The pace of the molecular dissection of human disease can be measured by looking at the catalog of human genes and genetic disorders identified so far in Mendelian Inheritance in Man (1) and in OMIM, its online version, which is updated daily ( For 1100 genes, at least one disease-related mutation has been identified (see the first figure below). Because different mutations in the same gene often result in more or less distinct disorders, the total number of diseases for which OMIM lists mutations approaches 1500 (see the second figure below).

Pace of disease gene discovery (1981 to 2000).

The number of disease genes discovered so far is 1112. This number does not include at least 94 disease-related genes identified as translocation gene-fusion partners in neoplastic disorders. Numbers in parentheses indicate disease-related genes that are polymorphisms (“susceptibility genes”).

Molecular characterization of clinical disorders (1981 to 2000).

The number of clinical diseases characterized (1430) does not include the many neoplastic disorders caused by translocation-related fusion genes.

Beginning in 1986, map-based gene discovery (positional cloning) became the leading method for elucidating the molecular basis of genetic disease. Almost all medical specialties have used this approach to identify the genetic causes of some of the most puzzling human disorders. Positional cloning has also been used reasonably successfully in the study of common diseases with multiple causes (so-called complex disorders), such as type I diabetes mellitus and asthma. With the availability of the human genome sequence and those of an increasing number of other species, sequence-based gene discovery is complementing and will eventually replace map-based gene discovery.

With the anatomy of the human genome at hand, the biomedical research community is facing sweeping changes in its methods and strategies (see the table below). Here, we address the major challenges and opportunities facing members of the research community as they continue to dissect the molecular basis of human disease.

View this table:

Monitoring Variations in the Genome

Initial analyses of the completed chromosomal sequences suggest that the number of human genes is lower than expected (about 35,000) (2). These findings are consistent with the idea that variations in gene regulation and the splicing of gene transcripts explain how one protein can have distinct functions in different types of tissue. It also seems likely that obvious deleterious mutations in the coding sequences of genes are responsible for only a fraction of the differences in disease susceptibility between individuals, and that sequence variants affecting gene splicing and regulation must play an important part in determining disease susceptibility. As only a small proportion of the millions of sequence variations in our genomes will have such functional impacts, identifying this subset of sequence variants will be one of the major challenges of the next decade.
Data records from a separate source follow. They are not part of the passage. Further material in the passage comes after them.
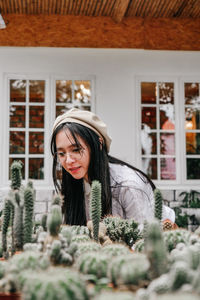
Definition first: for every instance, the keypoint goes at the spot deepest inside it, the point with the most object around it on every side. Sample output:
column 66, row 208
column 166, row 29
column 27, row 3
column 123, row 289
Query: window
column 26, row 126
column 158, row 130
column 33, row 106
column 192, row 129
column 72, row 93
column 170, row 130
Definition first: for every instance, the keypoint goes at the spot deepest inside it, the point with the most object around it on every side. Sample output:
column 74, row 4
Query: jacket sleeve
column 136, row 204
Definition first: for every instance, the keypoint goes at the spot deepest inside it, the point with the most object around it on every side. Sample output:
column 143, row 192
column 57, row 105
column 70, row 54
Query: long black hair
column 72, row 189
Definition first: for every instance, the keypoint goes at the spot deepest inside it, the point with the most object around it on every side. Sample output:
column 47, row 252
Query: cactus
column 6, row 220
column 18, row 223
column 120, row 230
column 58, row 255
column 130, row 269
column 106, row 295
column 56, row 284
column 54, row 220
column 80, row 238
column 93, row 263
column 155, row 249
column 115, row 250
column 28, row 214
column 86, row 247
column 158, row 204
column 95, row 207
column 16, row 176
column 174, row 237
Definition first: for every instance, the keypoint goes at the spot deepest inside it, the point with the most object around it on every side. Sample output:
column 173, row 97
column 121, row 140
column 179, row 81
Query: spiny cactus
column 56, row 284
column 115, row 250
column 6, row 220
column 86, row 247
column 93, row 263
column 58, row 255
column 16, row 176
column 95, row 207
column 174, row 237
column 18, row 223
column 54, row 220
column 28, row 214
column 129, row 269
column 155, row 249
column 158, row 204
column 120, row 230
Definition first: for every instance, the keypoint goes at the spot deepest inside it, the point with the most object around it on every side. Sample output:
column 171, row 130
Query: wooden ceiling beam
column 119, row 10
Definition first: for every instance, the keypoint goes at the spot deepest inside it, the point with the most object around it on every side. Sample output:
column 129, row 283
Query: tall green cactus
column 16, row 176
column 6, row 221
column 54, row 220
column 28, row 213
column 18, row 223
column 155, row 249
column 95, row 207
column 158, row 204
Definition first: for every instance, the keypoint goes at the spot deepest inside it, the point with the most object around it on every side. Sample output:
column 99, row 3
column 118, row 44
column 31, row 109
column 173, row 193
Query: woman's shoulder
column 122, row 174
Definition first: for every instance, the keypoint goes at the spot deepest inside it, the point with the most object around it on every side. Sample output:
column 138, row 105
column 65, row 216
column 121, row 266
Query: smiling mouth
column 74, row 170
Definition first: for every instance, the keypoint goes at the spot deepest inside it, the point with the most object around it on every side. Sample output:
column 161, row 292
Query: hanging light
column 2, row 23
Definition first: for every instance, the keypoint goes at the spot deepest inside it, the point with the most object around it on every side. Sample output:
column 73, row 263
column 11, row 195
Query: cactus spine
column 95, row 207
column 158, row 204
column 28, row 213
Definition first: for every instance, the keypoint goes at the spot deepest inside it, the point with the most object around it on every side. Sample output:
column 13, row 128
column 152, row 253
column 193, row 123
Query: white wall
column 114, row 71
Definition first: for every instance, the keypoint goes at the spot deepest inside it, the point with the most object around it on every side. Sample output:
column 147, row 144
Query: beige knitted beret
column 87, row 119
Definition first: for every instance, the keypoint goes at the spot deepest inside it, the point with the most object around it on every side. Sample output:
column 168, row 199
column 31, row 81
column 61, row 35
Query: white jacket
column 132, row 195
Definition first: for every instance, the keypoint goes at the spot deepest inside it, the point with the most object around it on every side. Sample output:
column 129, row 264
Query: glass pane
column 167, row 143
column 82, row 91
column 11, row 159
column 193, row 167
column 168, row 168
column 17, row 142
column 167, row 120
column 166, row 92
column 148, row 92
column 36, row 168
column 191, row 92
column 149, row 166
column 63, row 91
column 17, row 90
column 148, row 142
column 193, row 143
column 149, row 116
column 192, row 118
column 36, row 117
column 36, row 90
column 17, row 116
column 36, row 142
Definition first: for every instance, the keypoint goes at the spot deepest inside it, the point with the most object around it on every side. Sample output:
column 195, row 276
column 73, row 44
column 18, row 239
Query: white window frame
column 49, row 105
column 180, row 151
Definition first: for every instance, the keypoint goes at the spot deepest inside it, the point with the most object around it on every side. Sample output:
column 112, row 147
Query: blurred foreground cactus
column 95, row 207
column 18, row 211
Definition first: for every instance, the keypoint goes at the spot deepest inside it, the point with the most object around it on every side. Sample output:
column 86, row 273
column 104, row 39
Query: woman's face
column 75, row 160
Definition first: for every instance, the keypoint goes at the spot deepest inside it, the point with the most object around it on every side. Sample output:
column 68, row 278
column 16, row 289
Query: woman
column 80, row 145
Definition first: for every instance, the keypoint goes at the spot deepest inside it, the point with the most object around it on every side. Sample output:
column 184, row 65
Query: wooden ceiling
column 117, row 9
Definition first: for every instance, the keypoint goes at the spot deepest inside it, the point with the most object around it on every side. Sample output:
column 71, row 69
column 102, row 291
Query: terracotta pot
column 10, row 296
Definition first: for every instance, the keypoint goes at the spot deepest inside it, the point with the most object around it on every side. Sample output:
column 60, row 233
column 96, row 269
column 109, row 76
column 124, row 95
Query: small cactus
column 158, row 204
column 93, row 263
column 95, row 207
column 28, row 214
column 155, row 249
column 16, row 176
column 54, row 220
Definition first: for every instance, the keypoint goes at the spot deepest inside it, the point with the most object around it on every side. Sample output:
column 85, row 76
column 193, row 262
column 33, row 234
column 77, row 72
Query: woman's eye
column 76, row 150
column 61, row 154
The success of global efforts to identify and annotate sequence variations in the human genome—which are called single-nucleotide polymorphisms (SNPs)—is reflected in the abundance of SNP databases (for example,;; However, the follow-up work of understanding how these and other genetic variations regulate the phenotypes (visual characteristics) of human cells, tissues, and organs may well occupy biomedical researchers for all of the 21st century.
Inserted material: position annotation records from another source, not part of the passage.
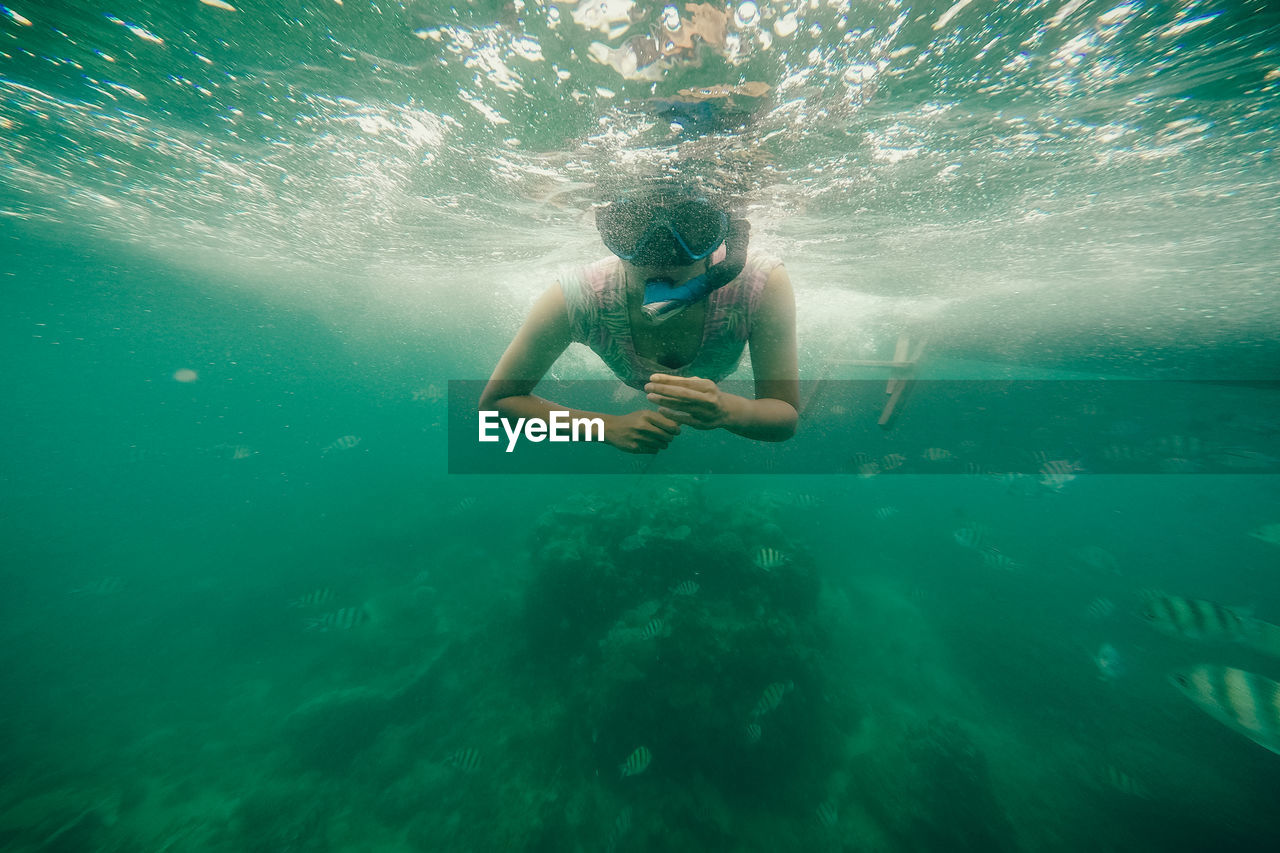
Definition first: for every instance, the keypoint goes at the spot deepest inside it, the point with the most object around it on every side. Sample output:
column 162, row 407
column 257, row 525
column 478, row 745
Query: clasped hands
column 682, row 401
Selecting strategies for monitoring the DNA variations associated with human disease requires careful consideration and new innovative methodologies. First, the cost of detecting DNA variations is still too high to enable screening for tens of thousands of SNPs in massive epidemiological study samples. Second, the annotation and cataloging of variations and their frequencies in various populations is not systematically organized. Third, the selection of relevant variants for epidemiological and functional studies is still a guessing game. We know amazingly little about the relative importance of variations in the regulatory and intronic sequences of human genes and how they differ between populations. Fourth, quantitative analyses of the effects of thousands of DNA variations and the “genome-wide” variant profiles that predispose individuals to complex diseases are still in their infancy. All of these issues require methodological developments, coordinated efforts, and better solutions than those currently available to genetic epidemiologists.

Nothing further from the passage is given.